CML/AML – “O infante D. Duarte critica o concelho de Lisboa por ter sido responsável por um surto de peste” [1421-1433].

Cota: PT/AMLSB/CMLSBAH/CHR/005/025/0332

Em contextos de peste, as populações em pânico procuravam encontrar responsáveis pelo contágio. Assim aconteceu em Lisboa em 1506, quando os cristãos novos foram acusados de propagar a doença e, por isso, massacrados, tendo o ataque começado no Convento de São Domingos, no Rossio.

CML/AML –“Rossio antes do terramoto de 1755, em primeiro plano, o chafariz de Neptuno” (1940).

Cota: PT/AMLSB/CMLSBAH/PCSP/004/EDP/002063

Os doentes apresentavam febre, fraqueza e dor de cabeça, a que se podiam juntar outros sintomas consoante a variante da doença. Esta não distinguia entre mulheres, homens, jovens, idosos, ricos ou pobres. No Mosteiro de Lorvão, por exemplo, a peste negra matou, em 1348, a maioria das monjas.

DGPC/SIPA – “Mosteiro de Lorvão” (1992).

Cota de registo: IPA.00001598

Cota da fotografia: SIPAFOTO.00103541

Os concelhos medievais queixavam-se aos monarcas dos problemas causados pelas pestes,  tais como o aumento da mortalidade e o consequente despovoamento. Em 1372, Silves afirmava que a cidade era “mais despovoada que nenhum outro lugar do Algarve”, devido, em parte, à “pestelença grande”.

DGLAB/ANTT – “Capítulo de Cortes de Silves” (1372), Chancelaria de D. Fernando I, Livro I, fól. 117v.

Cota: PT/TT/CHR/F/001/0001

As cidades preocupavam-se em ter ao seu serviço físicos, ou seja, médicos, mas também podiam chamar outros peritos quando viviam circunstâncias mais graves. Em 1606, Lisboa foi apoiada pelo cirurgião do rei, Marcos Alberto, como atesta o documento onde se declara o montante que lhe foi pago.

CML/AML – “Marcos Alberto atesta ter recebido 450.000 reis” (1606).

Cota: PT/AMLSB/CMLSBAH/CHC/026/0001/0040

Até à descoberta da cura, a fuga para locais seguros era a prática mais corrente. Em 1510, em Guimarães, a Colegiada de Santa Maria da Oliveira determinou nos seus estatutos que, em caso de epidemia, os clérigos deviam abandonar a localidade.

DGLAB/ANTT – “Estatuto do Cabido de Guimarães no Tempo da Peste” (1510).

Cota: PT/TT/CSMOG/DE6/07

Quando afligidas pela peste, as populações pediam auxílio aos santos consagrados como protetores contra tais flagelos. Em 1506, D. Manuel pediu a Veneza uma relíquia de S. Roque para reforçar a proteção de Lisboa contra a peste.

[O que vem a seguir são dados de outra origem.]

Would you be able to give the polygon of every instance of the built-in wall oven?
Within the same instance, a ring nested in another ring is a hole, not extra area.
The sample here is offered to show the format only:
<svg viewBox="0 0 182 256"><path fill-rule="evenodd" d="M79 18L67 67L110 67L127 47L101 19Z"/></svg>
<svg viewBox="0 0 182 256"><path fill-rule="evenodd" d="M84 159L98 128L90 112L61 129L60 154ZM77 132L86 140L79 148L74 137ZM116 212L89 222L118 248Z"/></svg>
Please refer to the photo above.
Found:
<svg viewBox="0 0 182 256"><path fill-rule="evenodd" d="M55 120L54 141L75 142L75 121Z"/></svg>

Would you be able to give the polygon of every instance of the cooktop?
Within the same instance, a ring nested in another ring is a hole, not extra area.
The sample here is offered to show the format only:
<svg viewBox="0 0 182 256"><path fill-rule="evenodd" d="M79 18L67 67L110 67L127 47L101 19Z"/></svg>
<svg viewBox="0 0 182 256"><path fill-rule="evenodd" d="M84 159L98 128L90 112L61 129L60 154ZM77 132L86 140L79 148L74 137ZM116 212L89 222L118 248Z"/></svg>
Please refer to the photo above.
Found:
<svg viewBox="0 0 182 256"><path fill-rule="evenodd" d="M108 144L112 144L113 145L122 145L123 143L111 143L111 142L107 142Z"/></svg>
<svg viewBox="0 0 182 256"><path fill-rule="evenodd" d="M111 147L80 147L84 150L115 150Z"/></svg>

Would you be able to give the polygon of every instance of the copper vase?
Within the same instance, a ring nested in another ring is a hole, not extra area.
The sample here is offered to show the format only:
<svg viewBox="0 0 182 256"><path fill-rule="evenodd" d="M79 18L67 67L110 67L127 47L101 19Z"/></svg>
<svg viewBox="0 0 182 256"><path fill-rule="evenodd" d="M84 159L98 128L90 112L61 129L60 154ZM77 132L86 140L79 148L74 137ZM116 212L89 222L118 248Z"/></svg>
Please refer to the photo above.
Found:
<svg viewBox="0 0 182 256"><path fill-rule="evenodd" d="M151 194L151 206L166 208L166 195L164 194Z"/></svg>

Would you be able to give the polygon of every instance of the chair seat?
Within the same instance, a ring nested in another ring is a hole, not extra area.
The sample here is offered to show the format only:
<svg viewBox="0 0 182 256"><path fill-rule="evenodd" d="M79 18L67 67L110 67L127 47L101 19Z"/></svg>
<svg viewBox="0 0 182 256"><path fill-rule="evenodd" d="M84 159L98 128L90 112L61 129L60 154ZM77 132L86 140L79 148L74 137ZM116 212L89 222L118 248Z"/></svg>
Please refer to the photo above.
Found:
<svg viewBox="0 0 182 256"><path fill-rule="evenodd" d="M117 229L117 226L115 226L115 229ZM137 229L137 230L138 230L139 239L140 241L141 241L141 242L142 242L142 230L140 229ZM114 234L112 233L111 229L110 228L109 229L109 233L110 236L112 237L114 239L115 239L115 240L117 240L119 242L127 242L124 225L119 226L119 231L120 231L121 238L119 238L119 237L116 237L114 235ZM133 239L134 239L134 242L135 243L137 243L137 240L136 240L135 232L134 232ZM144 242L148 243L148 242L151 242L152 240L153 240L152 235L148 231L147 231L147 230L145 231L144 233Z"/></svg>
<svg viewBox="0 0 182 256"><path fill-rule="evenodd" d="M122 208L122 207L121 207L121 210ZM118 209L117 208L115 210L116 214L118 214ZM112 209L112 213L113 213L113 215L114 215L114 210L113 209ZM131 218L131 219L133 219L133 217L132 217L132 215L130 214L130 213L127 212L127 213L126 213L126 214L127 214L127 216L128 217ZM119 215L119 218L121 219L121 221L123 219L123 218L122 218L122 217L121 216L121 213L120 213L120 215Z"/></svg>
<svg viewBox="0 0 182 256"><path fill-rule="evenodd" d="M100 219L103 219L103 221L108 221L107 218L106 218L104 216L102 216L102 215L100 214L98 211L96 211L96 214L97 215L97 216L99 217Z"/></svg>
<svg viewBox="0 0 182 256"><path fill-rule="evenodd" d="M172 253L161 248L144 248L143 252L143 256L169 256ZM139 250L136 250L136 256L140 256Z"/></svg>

FCG/BA – “Igreja de São Roque, Lisboa [Material Gráfico]” [1962-1964].

Cota: CFT008.557

Quando o pior já tinha passado, as populações agradeciam a intervenção e o apoio divino no combate à doença. Em 1570, depois da peste grande, Lisboa passou a celebrar anualmente uma procissão para agradecer o auxílio de São Sebastião e de Nossa Senhora da Saúde, que se mantém até aos dias de hoje.

CML/AML – “Procissão de Nossa Senhora da Saúde saindo da Sé de Lisboa” (1909).